Sofía suspiró aliviada. Había temido que pusiera su nombre y dirección también en aquellas postales. Ahora empezó a mirarlas con más atención.
—28 de abril... 4 de abril... 6 de mayo... Hace pocos días que les han puesto el matasellos.
—Pero hay una cosa más... están selladas en Noruega. Mira: «Batallón de la ONU». Los sellos también son noruegos...
—Creo que lo hacen así. Se supone que tienen que ser neutrales, así que tienen su propia oficina de correos.
—¿Pero cómo mandan el correo a casa?
—Con aviones militares, creo.
Sofía dejó la vela en el suelo. Y entonces las dos amigas empezaron a leer lo que ponía en las postales. Jorunn las colocó en el orden correcto. Fue ella la que leyó la primera postal:
Querida Hilde. No sabes cuanto me apetece volver a casa, en Lillesand. Calculo que aterrizaré en Kjevik temprano la noche de San Juan. Me hubiera gustado volver para tu cumpleaños, pero estoy bajo ordenes militares. A cambio puedo prometerte que estoy poniendo todo mi empeño en un gran regalo que recibirás el día de tu cumpleaños. Un cariñoso saludo de alguien que siempre piensa en el futuro de su hija.
P. D. Envío una copia de esta postal a alguien que los dos conocemos. Ya lo comprenderás, Hildecita. Por ahora estoy siendo muy misterioso, pero ya lo entenderás.
Sofía cogió la siguiente postal:
Querida Hilde. Aquí abajo se vive sólo el momento. Si de algo me acordaré de estos meses en el Líbano será de esta eterna espera. Pero hago lo que puedo para que tengas el mejor regalo posible en tu decimoquinto cumpleaños. No puedo decir más por ahora. Me impongo a mi mismo una severa censura.
Abrazos, papá.
Las dos amigas apenas se atrevieron a respirar. Ninguna de las dos dijo nada, simplemente leyeron lo que ponía en las postales.
Querida hija. Lo que más me hubiese gustado habría sido haberte enviado mis confesiones con una paloma blanca. Pero no se encuentran palomas blancas en el Líbano. Este país arrasado por la guerra carece decididamente de palomas blancas. Ojalá las Naciones Unidas un día consigan crear la paz en el mundo.
P. D. Quizás puedas celebrar tu cumpleaños con otras personas. Lo hablaremos cuando llegue a casa. Pero aún no tienes ni idea de lo que estoy hablando.
Abrazos de uno que tiene tiempo de sobra para pensar en nosotros dos.

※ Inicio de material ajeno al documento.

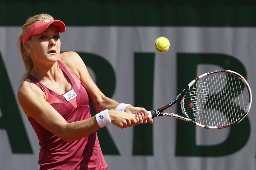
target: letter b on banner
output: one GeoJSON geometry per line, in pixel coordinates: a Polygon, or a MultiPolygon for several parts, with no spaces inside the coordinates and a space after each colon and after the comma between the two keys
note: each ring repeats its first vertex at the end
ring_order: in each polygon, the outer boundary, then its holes
{"type": "MultiPolygon", "coordinates": [[[[237,72],[246,78],[243,64],[237,59],[227,55],[179,53],[177,62],[178,92],[181,92],[186,85],[196,77],[199,64],[217,65],[224,69],[237,72]]],[[[182,114],[179,107],[177,107],[177,111],[179,114],[182,114]]],[[[229,128],[230,130],[225,141],[211,146],[196,145],[195,127],[180,121],[177,121],[177,126],[176,155],[179,156],[218,157],[229,155],[242,148],[250,135],[250,124],[248,117],[245,117],[239,124],[229,128]]]]}

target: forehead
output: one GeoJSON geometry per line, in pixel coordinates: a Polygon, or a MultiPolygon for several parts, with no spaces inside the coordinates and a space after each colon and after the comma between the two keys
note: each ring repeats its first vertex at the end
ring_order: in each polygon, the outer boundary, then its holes
{"type": "Polygon", "coordinates": [[[57,25],[54,24],[51,24],[48,27],[47,29],[44,31],[45,32],[59,32],[59,28],[57,25]]]}

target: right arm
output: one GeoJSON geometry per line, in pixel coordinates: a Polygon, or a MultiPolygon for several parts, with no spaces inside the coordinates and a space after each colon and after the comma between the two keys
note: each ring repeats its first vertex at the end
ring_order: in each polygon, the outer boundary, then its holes
{"type": "MultiPolygon", "coordinates": [[[[65,119],[46,101],[45,95],[36,85],[25,81],[18,91],[18,99],[25,113],[33,118],[44,128],[67,142],[71,142],[88,136],[100,128],[95,117],[68,123],[65,119]]],[[[111,121],[121,128],[136,123],[124,112],[109,110],[111,121]],[[118,112],[118,121],[115,117],[118,112]],[[120,118],[120,116],[121,118],[120,118]]]]}

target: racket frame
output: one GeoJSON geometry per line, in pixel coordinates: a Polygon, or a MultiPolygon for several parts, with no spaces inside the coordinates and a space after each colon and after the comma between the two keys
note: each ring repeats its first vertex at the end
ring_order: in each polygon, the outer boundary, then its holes
{"type": "Polygon", "coordinates": [[[165,106],[161,107],[160,108],[158,109],[156,109],[153,110],[150,110],[148,111],[149,112],[149,116],[152,117],[152,118],[154,118],[155,117],[158,117],[160,116],[167,116],[169,117],[173,117],[175,118],[177,118],[179,119],[184,120],[185,122],[187,122],[190,123],[192,123],[194,125],[195,125],[201,128],[207,128],[207,129],[220,129],[222,128],[224,128],[227,127],[229,127],[231,126],[234,125],[234,124],[237,124],[238,123],[240,122],[243,119],[244,119],[248,113],[249,112],[250,108],[251,108],[251,105],[252,103],[252,94],[251,91],[251,88],[250,86],[249,85],[247,81],[245,80],[245,79],[240,74],[236,73],[234,71],[228,70],[217,70],[213,71],[212,72],[209,72],[208,73],[205,73],[198,77],[197,77],[195,79],[192,80],[187,86],[184,88],[184,89],[182,91],[182,92],[180,93],[176,98],[172,101],[170,103],[165,105],[165,106]],[[242,81],[244,82],[244,85],[246,85],[246,87],[248,88],[248,91],[249,92],[249,103],[247,107],[246,110],[245,110],[245,113],[243,115],[242,117],[241,117],[239,119],[234,122],[233,122],[232,123],[231,123],[229,125],[227,125],[226,126],[217,127],[215,126],[207,126],[206,127],[203,125],[202,124],[198,123],[196,122],[195,122],[194,121],[192,121],[191,119],[189,118],[187,115],[187,114],[184,108],[184,99],[185,98],[185,94],[187,91],[189,89],[189,88],[193,85],[195,82],[197,81],[202,78],[217,72],[228,72],[236,75],[237,76],[238,76],[239,77],[242,81]],[[181,110],[182,113],[184,114],[183,115],[178,115],[176,113],[172,113],[169,112],[164,112],[163,111],[166,109],[167,108],[168,108],[172,106],[173,105],[175,104],[178,100],[180,99],[180,106],[181,108],[181,110]]]}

Ya sólo quedaba una postal. En ésta ponía:
Querida Hilde. Estoy tan a punto de explotar con todos mis secretos relacionados con tu cumpleaños que varias veces al día tengo que frenar el deseo de ir a llamarte por teléfono y contártelo todo. Es algo que crece y crece. Y sabes que, cuando una cosa no hace más que crecer, resulta cada vez más difícil mantenerla escondida.
Abrazos, papá.
P. D. Un día conocerás a una chica que se llama Sofía. Para que tengáis la posibilidad de conoceros un poco antes de encontraros, he comenzado a enviarle a ella copia de todas las postales que te envió a ti. Tiene una amiga que se llama Jorunn. Quizás puedas ayudar.
Cuando acabaron de leer la última postal, Jorunn y Sofía se quedaron sentadas mirándose fijamente a los ojos. Jorunn había agarrado por la muñeca el brazo de Sofía.
—Tengo miedo —dijo.
—Yo también.
—¿Qué fecha lleva la última postal?
Sofía miró la postal de nuevo.
—16 de mayo —dijo—. Es hoy.
—¡Imposible! —contestó Jorunn. Estaba más bien enfadada.

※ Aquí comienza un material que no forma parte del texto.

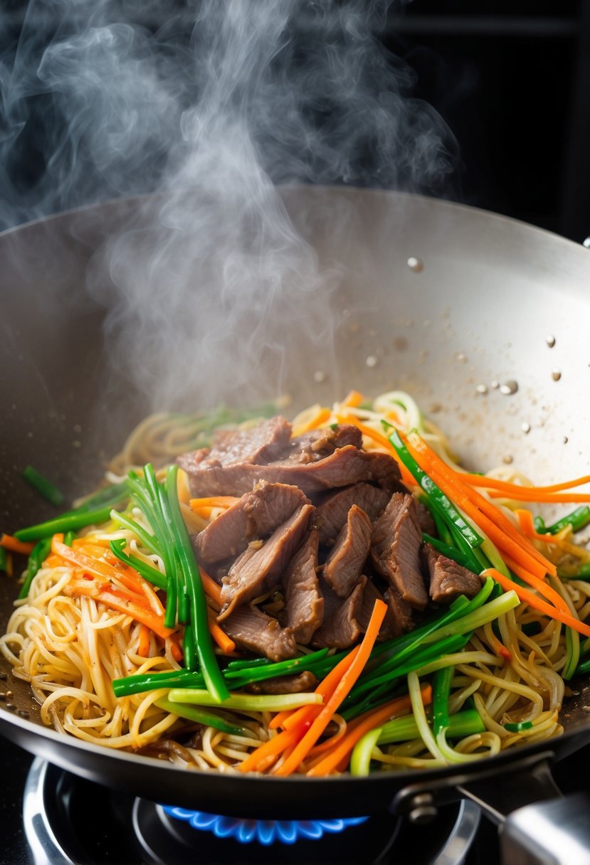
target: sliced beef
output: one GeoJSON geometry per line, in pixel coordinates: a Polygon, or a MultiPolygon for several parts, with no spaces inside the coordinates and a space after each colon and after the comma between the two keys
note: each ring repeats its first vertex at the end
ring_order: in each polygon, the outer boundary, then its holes
{"type": "Polygon", "coordinates": [[[199,561],[208,567],[234,558],[250,541],[267,537],[307,501],[298,487],[260,481],[196,535],[199,561]]]}
{"type": "Polygon", "coordinates": [[[447,559],[429,543],[424,545],[424,557],[430,573],[430,597],[437,604],[450,604],[461,594],[477,595],[481,588],[477,573],[447,559]]]}
{"type": "MultiPolygon", "coordinates": [[[[364,633],[369,626],[369,621],[371,618],[373,612],[373,608],[375,607],[375,600],[384,600],[387,603],[387,599],[381,593],[377,586],[375,585],[372,580],[367,580],[365,583],[364,589],[362,590],[362,605],[356,613],[356,621],[361,626],[361,630],[364,633]]],[[[398,624],[394,617],[394,614],[390,608],[385,613],[385,618],[379,629],[378,640],[388,640],[392,637],[397,637],[401,633],[399,629],[398,624]]]]}
{"type": "Polygon", "coordinates": [[[422,531],[426,532],[426,535],[430,535],[431,537],[436,537],[436,525],[433,519],[433,515],[426,504],[422,502],[416,502],[416,513],[418,514],[418,522],[422,531]]]}
{"type": "Polygon", "coordinates": [[[223,622],[223,630],[239,645],[271,661],[285,661],[297,655],[295,638],[281,628],[276,618],[255,607],[243,606],[223,622]]]}
{"type": "Polygon", "coordinates": [[[376,520],[389,501],[389,493],[370,484],[355,484],[334,492],[326,493],[317,503],[315,522],[319,529],[319,542],[331,547],[353,504],[362,508],[369,520],[376,520]]]}
{"type": "Polygon", "coordinates": [[[317,529],[311,529],[283,576],[286,624],[302,645],[307,645],[324,620],[324,598],[317,582],[317,529]]]}
{"type": "Polygon", "coordinates": [[[383,599],[389,607],[393,621],[395,622],[394,637],[413,631],[415,623],[412,615],[412,607],[404,600],[394,586],[390,586],[383,594],[383,599]]]}
{"type": "Polygon", "coordinates": [[[304,691],[312,691],[317,684],[317,679],[309,670],[297,676],[281,676],[275,679],[266,679],[257,682],[248,687],[249,691],[259,694],[301,694],[304,691]]]}
{"type": "Polygon", "coordinates": [[[335,595],[330,586],[320,581],[324,596],[324,623],[316,631],[311,644],[322,649],[348,649],[362,633],[357,619],[362,607],[362,595],[367,577],[361,577],[349,597],[343,600],[335,595]]]}
{"type": "Polygon", "coordinates": [[[303,504],[273,532],[262,546],[247,548],[229,568],[221,584],[220,621],[240,604],[245,604],[280,580],[307,529],[313,506],[303,504]]]}
{"type": "Polygon", "coordinates": [[[338,598],[348,598],[361,576],[372,528],[364,510],[353,504],[324,566],[324,579],[338,598]]]}
{"type": "Polygon", "coordinates": [[[394,493],[374,524],[371,558],[379,573],[417,610],[423,610],[428,602],[420,570],[421,544],[416,500],[408,494],[394,493]]]}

Miraron muy detenidamente el matasellos. No había vuelta de hoja. Ponía «16-5-90».
—No puede ser —insistió Jorunn—. Además no entiendo quién puede haber escrito estas postales. Tiene que ser alguien que nos conozca. ¿Pero cómo podía saber que nosotras vendríamos aquí hoy?
Jorunn era la que tenía más miedo. Para Sofía la historia de Hilde y su padre no era, al fin y al cabo, totalmente nueva.
—Creo que tiene que ver algo con el espejo de latón. Jorunn se sobresaltó de nuevo.
—¿No querrás decir que las postales salen a saltos del espejo en el momento en que les ponen el matasellos en una oficina de correos del Líbano.
—¿Tienes alguna explicación mejor?
—No.
—Pero también hay algo más que es muy misterioso.
Sofía se levantó e iluminó las dos postales. Jorunn se inclinó sobre ellas.
—«Berkeley» y «Bjerkely». ¿Qué significa eso?
—Ni idea.
La vela estaba a punto de consumirse.
—¡Vámonos! —dijo Jorunn.
—Quiero llevarme el espejo.
En esto, Sofía se levantó y descolgó el gran espejo de latón, que estaba colgado encima de la cómoda. Jorunn intentó protestar, pero Sofía no se dejó detener.